For The Standardx franchise, how is the depreciation timeframe for leasehold improvements determined?
The_Standardx Franchise · 2025 FDDAnswer from 2025 FDD Document
| Buildings and improvements | 10–50 years |
|---|---|
| Leasehold improvements | The shorter of the lease term or useful life of asset |
| Furniture and equipment | 3–20 years |
| Computers | 3–7 years |
Source: Item 23 — Receipts (FDD pages 85–132)
What This Means (2025 FDD)
According to The Standardx's 2025 Franchise Disclosure Document, the depreciation timeframe for leasehold improvements is determined by whichever is shorter: the lease term or the useful life of the asset.
For a prospective franchisee, this means that the period over which they can deduct the cost of improvements made to their leased property is limited.
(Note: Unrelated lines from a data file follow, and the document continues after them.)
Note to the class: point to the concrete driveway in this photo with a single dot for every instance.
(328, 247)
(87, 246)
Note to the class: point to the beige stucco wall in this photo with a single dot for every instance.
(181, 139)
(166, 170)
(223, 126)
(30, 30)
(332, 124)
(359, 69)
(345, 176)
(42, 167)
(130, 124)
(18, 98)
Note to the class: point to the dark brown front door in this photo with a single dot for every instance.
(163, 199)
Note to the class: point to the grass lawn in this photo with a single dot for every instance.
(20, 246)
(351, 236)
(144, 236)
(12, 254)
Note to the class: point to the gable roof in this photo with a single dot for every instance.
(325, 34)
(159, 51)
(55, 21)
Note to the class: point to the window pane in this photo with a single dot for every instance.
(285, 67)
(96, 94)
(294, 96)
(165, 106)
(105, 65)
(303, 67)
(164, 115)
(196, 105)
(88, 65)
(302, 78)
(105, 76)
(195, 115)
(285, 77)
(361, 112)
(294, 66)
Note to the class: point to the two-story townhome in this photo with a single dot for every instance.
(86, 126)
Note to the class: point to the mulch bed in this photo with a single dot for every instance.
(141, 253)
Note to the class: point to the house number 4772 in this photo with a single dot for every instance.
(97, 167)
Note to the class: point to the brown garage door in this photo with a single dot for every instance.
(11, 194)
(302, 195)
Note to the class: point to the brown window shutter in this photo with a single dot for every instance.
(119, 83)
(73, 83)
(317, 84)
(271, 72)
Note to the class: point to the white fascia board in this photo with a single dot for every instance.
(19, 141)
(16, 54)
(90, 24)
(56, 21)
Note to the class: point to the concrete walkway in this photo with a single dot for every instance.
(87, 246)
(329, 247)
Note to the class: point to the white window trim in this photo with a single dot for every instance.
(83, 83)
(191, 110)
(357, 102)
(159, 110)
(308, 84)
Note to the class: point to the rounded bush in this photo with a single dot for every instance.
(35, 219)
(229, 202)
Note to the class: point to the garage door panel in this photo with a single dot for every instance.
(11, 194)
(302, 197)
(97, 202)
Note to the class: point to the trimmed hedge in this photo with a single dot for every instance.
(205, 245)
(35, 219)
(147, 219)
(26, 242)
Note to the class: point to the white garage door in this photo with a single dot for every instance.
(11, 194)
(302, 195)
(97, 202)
If the lease term is shorter than the expected lifespan of the improvements, the depreciation must be spread out over the lease term. Conversely, if the improvements have a shorter useful life than the lease, the depreciation is limited to that shorter period.
This policy impacts the franchisee's tax planning and financial forecasting. Franchisees should carefully consider the length of their lease and the expected life of any planned leasehold improvements to understand the potential depreciation timeframe. This can influence decisions about the extent and nature of leasehold improvements, as a shorter depreciation period is generally more favorable for tax purposes.